Capitalism That Works
There was an article in the Washington Post on July 17, 2017 titled, “Capitalism that works”. The article examines the wide range of models of capitalism being practiced around the world, and the resulting differences in their trade balances. The following selections from the article, provide a glimpse into its message. I highly recommend you read it. Capitalism can work, but there is more than one form of capitalism.
“The composition of the top and bottom 20 nations on the list (measured by trade balance) provides an even more illuminating picture. Three kinds of nations dominate the top 20: oil exporters (Saudi Arabia ranks third), East Asian manufacturers-for-export (China ranks second) and Northern European industrial and social democracies (not just Germany but also Denmark, Sweden, the Netherlands and Norway — the last, swimming in North Sea oil, an energy exporter as well).
The most striking aspect of the bottom 20, by contrast, is the prevalence of English-speaking nations. Not only does the United States finish 193rd, but Britain comes in at 192, Canada at 189, Australia at 186 and New Zealand at 173.
Does using English condemn a nation to producing less at home and buying more abroad?
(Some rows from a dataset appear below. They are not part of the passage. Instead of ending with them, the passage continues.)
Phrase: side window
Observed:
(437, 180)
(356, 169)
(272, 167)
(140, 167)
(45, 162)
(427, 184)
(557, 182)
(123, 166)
Probably not — especially since Britain and the United States once boasted huge export surpluses. But something has driven a wedge between the Anglo and the Saxon economies — and that something is the divergent evolutions of their respective forms of capitalism.
Anglophone economies are characterized by lower levels of regulation and worker rights than their Northern European counterparts, and most crucially, particularly in the United States and Britain, they have become dominated by finance. As Wall Street and “the City” (Britain’s financial sector) have waxed, their nations’ manufacturing sectors have waned. Crucial to this evolution (or devolution) has been an embrace of shareholder capitalism: the doctrine, first propounded by Milton Friedman, that corporations’ sole mission is to reward their shareholders.
In the United States, boosting a company’s share value has become the be-all and end-all of corporate purpose — and as the average length of time that a shareholder holds a stock has dropped precipitously in recent decades, raising short-term profits has come at the expense of other corporate activities.
The nations of Northern Europe, by contrast, have created economies that have enhanced their power and distributed wealth more equitably. In the Nordic countries, the world’s highest levels of unionization have not led to a decline in competitiveness but rather to highly trained work forces and major trade surpluses. In Germany, corporations are required to give workers a role in key decisions, and shareholders play a minor role in businesses’ funding and calculations. In consequence, the nation’s manufacturing sector is continually upgraded and the nation’s apprenticeship programs set the standard for developing skilled workers. Median compensation in manufacturing is a third again higher than it is in the United States — yet, counter to the wage-cutting conventional wisdom in American boardrooms and economics classrooms, Germany is №1 in trade and the United States is №193.”
So, yes, Capitalism can work, but the current American version only works for the wealthy executives and investors, not for the workers. Their form of capitalism results in less income and wealth inequity. America’s Poverty is a political choice made by the people in power.